Mais la question de la différence des sexes ne peut se passer de l’approche psychanalytique. Également dans les années soixante, la psychanalyse reprend, mais de manière dispersée, le débat sur la sexualité féminine : des colloques se tiennent et des ouvrages sont publiés, dans l’ignorance les uns des autres à cause des scissions qui s’amorcent. Les lacaniens tiennent un colloque international en 1960, publié en 1964 (« La sexualité féminine, » La Psychanalyse 7, PUF), et la même année, Janine Chasseguet-Smirgel publie une reprise détaillée des différentes théories suivie d’une réflexion collective sur les problèmes qu’elles posent, initiative fort contestée au sein même de la Société Psychanalytique de Paris à laquelle elle appartient, comme elle le racontera plus tard.

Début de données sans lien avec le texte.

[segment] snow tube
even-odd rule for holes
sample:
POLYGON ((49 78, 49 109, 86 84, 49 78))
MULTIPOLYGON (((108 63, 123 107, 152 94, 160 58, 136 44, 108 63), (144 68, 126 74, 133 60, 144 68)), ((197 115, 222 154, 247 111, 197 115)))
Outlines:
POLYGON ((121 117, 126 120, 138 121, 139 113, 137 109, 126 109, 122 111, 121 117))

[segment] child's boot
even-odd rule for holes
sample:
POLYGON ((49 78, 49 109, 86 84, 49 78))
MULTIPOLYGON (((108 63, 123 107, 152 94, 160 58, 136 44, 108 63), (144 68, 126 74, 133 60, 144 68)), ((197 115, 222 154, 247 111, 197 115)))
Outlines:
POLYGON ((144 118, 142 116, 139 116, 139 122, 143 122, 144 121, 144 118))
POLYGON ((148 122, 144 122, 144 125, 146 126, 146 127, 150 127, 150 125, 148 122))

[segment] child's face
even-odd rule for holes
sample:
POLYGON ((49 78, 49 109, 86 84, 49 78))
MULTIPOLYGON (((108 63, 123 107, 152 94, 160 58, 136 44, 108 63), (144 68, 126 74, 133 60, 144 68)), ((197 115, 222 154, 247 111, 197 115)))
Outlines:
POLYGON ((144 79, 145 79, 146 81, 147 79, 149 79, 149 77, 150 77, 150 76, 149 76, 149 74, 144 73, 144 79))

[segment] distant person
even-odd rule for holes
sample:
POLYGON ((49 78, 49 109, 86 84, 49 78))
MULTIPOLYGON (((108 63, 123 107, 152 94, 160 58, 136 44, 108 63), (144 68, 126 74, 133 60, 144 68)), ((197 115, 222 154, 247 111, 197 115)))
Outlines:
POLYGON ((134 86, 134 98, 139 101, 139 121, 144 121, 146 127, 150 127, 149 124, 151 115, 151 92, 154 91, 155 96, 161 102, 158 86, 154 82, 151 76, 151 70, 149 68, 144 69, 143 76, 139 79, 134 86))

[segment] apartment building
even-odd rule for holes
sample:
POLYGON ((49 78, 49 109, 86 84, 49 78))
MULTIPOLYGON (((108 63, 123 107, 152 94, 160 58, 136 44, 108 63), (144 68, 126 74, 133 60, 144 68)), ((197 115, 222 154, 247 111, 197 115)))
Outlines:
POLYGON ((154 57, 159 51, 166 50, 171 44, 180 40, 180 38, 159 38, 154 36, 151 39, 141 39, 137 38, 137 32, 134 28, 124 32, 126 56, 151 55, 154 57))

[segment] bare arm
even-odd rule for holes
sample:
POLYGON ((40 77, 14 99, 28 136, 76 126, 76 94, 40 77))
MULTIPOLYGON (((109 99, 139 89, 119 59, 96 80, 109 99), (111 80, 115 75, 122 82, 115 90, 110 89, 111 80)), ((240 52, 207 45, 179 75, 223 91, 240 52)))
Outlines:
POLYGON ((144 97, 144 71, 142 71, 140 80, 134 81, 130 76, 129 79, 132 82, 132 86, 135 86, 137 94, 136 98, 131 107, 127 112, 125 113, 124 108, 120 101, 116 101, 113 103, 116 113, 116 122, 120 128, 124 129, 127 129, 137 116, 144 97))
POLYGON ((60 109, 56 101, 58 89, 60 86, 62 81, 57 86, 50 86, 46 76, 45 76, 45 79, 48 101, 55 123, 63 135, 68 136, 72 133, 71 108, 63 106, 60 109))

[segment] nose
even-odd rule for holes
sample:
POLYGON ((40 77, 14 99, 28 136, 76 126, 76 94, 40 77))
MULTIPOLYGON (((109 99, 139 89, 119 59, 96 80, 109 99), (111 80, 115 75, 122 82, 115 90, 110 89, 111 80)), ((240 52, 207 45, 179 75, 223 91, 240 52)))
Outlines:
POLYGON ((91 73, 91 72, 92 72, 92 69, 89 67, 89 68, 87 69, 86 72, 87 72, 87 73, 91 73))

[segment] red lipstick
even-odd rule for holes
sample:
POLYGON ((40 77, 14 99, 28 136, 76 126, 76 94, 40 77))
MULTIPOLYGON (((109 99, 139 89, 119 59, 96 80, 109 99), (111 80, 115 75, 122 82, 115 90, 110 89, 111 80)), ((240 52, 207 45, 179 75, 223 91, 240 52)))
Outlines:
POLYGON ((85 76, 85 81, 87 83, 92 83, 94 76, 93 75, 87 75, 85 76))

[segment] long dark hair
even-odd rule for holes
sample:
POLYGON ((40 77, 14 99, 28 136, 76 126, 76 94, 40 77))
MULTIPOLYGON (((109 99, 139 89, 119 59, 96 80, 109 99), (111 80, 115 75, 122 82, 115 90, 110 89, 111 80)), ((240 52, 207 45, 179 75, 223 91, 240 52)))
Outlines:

À partir de cette période, de nombreux ouvrages et articles de tous bords débattent de la question, en observant d’un œil attentif mais prudent la montée des mouvements féministes. Prenant en compte cette dimension sociale, quelques femmes analystes osent des avancées : Ruth Menahem, en 1973, propose le terme de « sexe clinique », défini comme le résultat d’un compromis entre sexe anatomique et sexe d’élevage (cf. Topiques, 11-12). Colette Chiland élabore, à partir de l’anglais, le concept de « fémelléité » : c’est la réalité biologique précédant la féminité, qui quant à elle relève du domaine socioculturel (Revue française de psychanalyse, 4/14, 1979). À la même époque, Luce Irigaray, psychanalyste exclue de l’École Freudienne pour ses critiques des phallocentrismes freudien et lacanien, propose de nouvelles pistes de recherches en s’intéressant au « continent noir du continent noir », la relation mère-fille. Cette question semble être toujours aussi difficile à traiter de front dans le mouvement psychanalytique, mais court en filigrane dans la plupart des ouvrages les plus récents.